In and around those delicious tales, there are dozens of Margaret Bragg’s recipes. Many of them will appeal to a wide range of cooks — recipes for corn bread (no sugar!), beef short ribs, toasted coconut pie and the like.

Others might put off the health-conscious among us, like the recipe for the Perfect Fried Egg. Its ingredient list:

• Lard

• Eggs

• Luck

• Salt and pepper (to taste)

But, as Bragg points out, his family’s traditional style of cooking — laced with salt and pork and lard and butter and enough carbs to give a personal trainer the vapors — is food for people who did hard physical labor every day, all day.

His mother, he writes, "laughed out loud when she first heard the term ‘farm-to-table.’ They had it in her day, too; they called it a flatbed truck. She knows her food is not the healthiest, yet her people live long, long lives, those not killed by gunfire, moonshine or machines."

It’s unlikely many cooks will essay the recipe for Baked Possum and Sweet Potatoes (one of the few credited to someone other than Margaret; it’s a specialty of her sister Juanita, and of course there’s a story about why). First, Bragg writes, you’d need to procure a live possum. Then, because those peculiar critters often consume carrion, you’d have to keep it for a week and feed it fruit or corn, "until you flush the nastiness from its system." Kill it and clean it and after that the recipe’s easy.

On the other hand, Bragg’s brother, asked if he’d ever eaten possum, said, "Not voluntarily." And it’s one of the few dishes Margaret Bragg disdains.

She did, however, learn one culinary use for possums from her mother, Ava Bundrum.

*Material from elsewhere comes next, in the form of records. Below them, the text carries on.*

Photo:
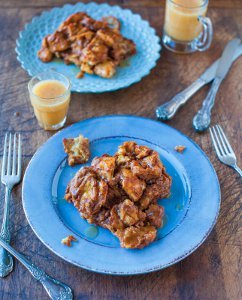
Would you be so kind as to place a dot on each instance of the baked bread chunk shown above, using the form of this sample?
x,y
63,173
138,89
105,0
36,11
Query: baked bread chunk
x,y
96,47
77,150
120,193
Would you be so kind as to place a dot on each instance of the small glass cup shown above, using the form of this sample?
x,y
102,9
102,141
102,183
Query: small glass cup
x,y
186,28
50,111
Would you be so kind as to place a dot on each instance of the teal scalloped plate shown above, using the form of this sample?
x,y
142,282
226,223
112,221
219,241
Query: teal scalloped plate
x,y
132,27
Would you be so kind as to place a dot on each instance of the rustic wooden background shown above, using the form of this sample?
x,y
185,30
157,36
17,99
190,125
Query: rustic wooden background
x,y
214,270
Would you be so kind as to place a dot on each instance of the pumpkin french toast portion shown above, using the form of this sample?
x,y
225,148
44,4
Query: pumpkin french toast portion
x,y
96,47
120,193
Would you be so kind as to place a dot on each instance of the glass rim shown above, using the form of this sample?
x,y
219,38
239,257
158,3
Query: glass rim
x,y
49,98
205,2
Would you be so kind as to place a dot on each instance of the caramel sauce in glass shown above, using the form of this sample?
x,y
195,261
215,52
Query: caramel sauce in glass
x,y
181,18
50,99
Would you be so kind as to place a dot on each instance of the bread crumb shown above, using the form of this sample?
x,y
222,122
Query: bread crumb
x,y
77,150
68,240
180,148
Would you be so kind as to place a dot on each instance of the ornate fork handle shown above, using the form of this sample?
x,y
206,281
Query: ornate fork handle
x,y
202,119
168,110
6,260
55,289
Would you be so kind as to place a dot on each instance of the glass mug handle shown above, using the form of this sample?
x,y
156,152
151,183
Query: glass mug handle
x,y
205,40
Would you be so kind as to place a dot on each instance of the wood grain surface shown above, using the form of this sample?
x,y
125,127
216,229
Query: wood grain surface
x,y
214,270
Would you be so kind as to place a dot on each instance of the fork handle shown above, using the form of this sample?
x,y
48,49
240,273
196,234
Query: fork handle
x,y
238,170
167,110
55,288
202,119
6,260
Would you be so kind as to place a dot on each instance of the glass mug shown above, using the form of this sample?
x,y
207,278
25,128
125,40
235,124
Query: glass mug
x,y
50,93
186,28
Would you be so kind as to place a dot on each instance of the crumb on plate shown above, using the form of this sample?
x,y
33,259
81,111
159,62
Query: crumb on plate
x,y
180,148
68,240
77,150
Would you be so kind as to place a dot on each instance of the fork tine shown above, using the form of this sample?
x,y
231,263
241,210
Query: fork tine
x,y
4,160
220,138
215,141
14,155
225,139
9,154
219,145
226,150
19,154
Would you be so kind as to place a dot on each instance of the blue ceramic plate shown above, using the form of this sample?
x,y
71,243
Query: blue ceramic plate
x,y
190,212
132,26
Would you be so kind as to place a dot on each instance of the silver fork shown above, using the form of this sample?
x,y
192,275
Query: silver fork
x,y
11,175
223,149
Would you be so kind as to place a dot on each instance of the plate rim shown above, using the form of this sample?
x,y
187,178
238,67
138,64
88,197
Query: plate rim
x,y
146,270
91,90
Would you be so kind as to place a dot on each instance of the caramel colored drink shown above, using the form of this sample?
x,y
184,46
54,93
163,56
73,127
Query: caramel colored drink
x,y
181,23
50,99
186,27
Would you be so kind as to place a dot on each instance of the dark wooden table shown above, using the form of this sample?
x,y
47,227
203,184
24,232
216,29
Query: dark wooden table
x,y
214,270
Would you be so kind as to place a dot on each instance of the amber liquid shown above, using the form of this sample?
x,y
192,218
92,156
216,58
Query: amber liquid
x,y
181,19
50,100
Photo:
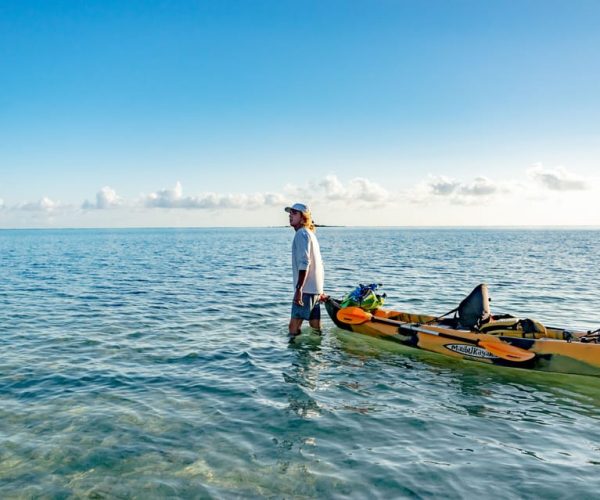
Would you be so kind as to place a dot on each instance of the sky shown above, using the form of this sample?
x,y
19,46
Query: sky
x,y
182,113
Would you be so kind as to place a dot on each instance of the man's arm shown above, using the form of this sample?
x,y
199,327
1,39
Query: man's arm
x,y
299,286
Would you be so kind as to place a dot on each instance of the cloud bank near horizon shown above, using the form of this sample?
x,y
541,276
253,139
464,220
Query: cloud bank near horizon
x,y
538,183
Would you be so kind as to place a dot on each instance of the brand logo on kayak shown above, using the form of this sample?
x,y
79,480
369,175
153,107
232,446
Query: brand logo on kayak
x,y
470,350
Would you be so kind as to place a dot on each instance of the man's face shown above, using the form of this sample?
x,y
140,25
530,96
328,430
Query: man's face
x,y
295,218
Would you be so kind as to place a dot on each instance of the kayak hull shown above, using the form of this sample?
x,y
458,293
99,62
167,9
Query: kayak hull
x,y
419,331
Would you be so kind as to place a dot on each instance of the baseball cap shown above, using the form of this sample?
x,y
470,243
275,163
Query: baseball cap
x,y
299,207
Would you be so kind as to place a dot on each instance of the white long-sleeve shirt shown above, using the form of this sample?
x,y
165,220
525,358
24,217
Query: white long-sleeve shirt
x,y
306,255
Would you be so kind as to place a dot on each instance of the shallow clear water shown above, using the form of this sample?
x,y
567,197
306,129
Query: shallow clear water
x,y
154,363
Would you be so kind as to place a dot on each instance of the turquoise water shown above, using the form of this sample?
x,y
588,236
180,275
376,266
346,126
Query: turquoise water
x,y
155,363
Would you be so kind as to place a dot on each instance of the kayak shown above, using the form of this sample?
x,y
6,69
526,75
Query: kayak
x,y
497,342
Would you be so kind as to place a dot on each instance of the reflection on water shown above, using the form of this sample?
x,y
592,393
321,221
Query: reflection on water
x,y
156,363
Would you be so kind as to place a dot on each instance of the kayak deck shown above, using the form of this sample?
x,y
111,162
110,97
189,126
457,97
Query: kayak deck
x,y
440,336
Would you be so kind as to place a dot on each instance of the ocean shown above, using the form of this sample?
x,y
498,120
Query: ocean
x,y
153,363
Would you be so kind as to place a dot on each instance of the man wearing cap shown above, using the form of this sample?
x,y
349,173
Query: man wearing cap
x,y
307,269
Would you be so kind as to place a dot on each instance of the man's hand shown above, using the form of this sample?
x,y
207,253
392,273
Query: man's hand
x,y
298,297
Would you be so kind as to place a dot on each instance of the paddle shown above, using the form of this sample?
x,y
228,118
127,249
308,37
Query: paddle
x,y
357,316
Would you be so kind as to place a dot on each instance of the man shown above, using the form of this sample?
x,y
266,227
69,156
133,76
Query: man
x,y
307,269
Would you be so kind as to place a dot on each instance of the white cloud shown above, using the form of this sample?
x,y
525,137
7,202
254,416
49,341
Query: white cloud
x,y
437,187
481,186
44,205
443,186
173,198
357,191
557,179
105,198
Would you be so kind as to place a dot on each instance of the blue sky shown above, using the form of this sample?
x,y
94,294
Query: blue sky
x,y
191,113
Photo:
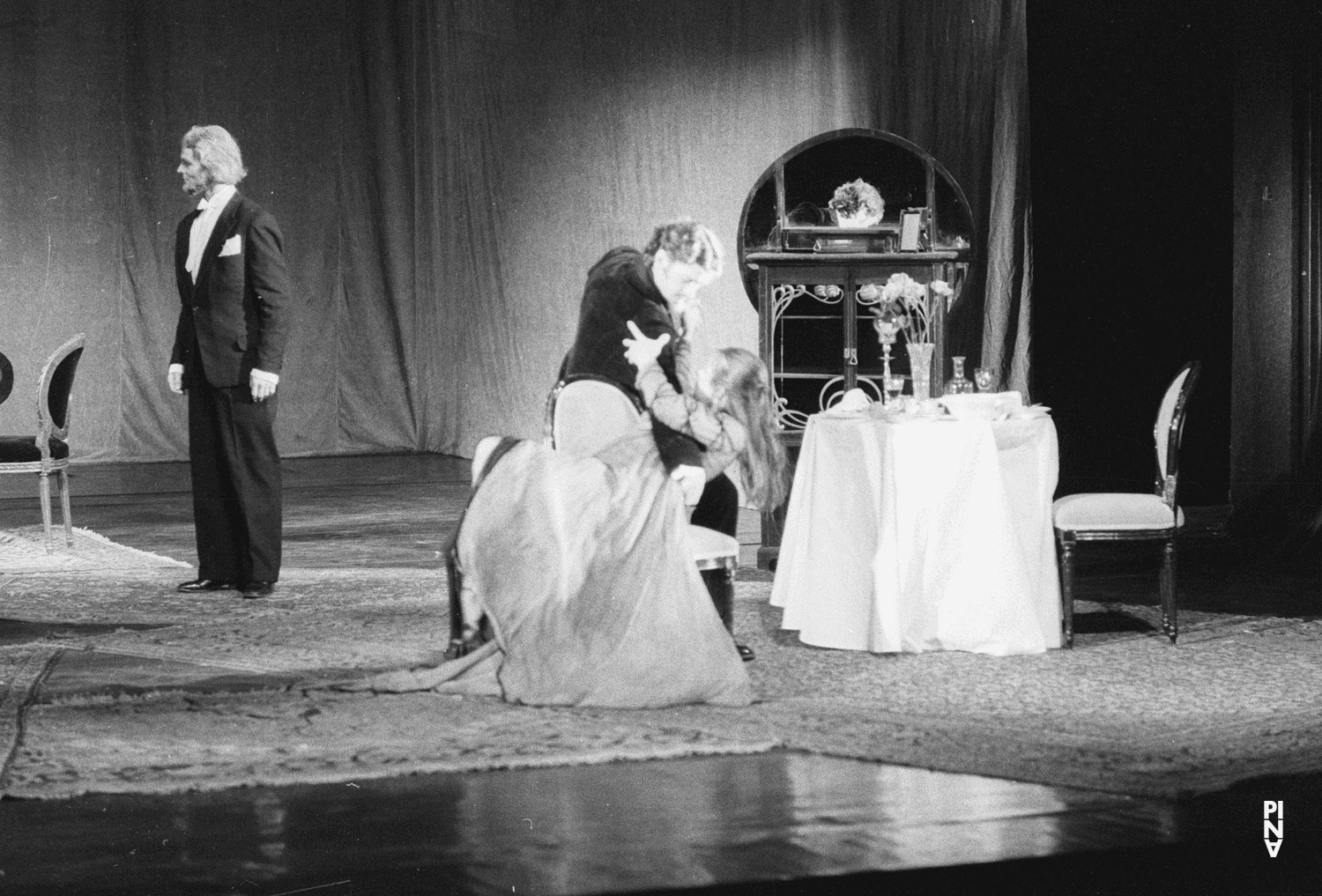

As Bragg tells it, Ava was explaining to her 5-year-old daughter how to tell when to pick persimmons, a fruit that when green can peel the surface off your tongue: Look for a possum in the persimmon tree.

"?‘It’s how you know they’re ripe, for a possum won’t eat no persimmon if it’s not ripe,’ she lectured the little girl.

‘What,’ the girl asked, ‘if you ain’t got no possum?’?"

From possums and persimmons to pineapple upside down cake and pear preserves, The Best Cook in the World is finally about how cooking meals, and eating them, can be a powerful way of expressing love.

Last year, Bragg writes, his mother accidentally overcooked a Christmas ham "till it looked like an old, scorched baseball glove laid atop a desiccated bone." She was stricken, but her son assured her it was good, "if a little chewy. ... Because it is my prerogative to lie to my mother in times like these. Everyone else lied to her, too, right along beside me; we lined up to lie to her. We should all be loved like that old woman is."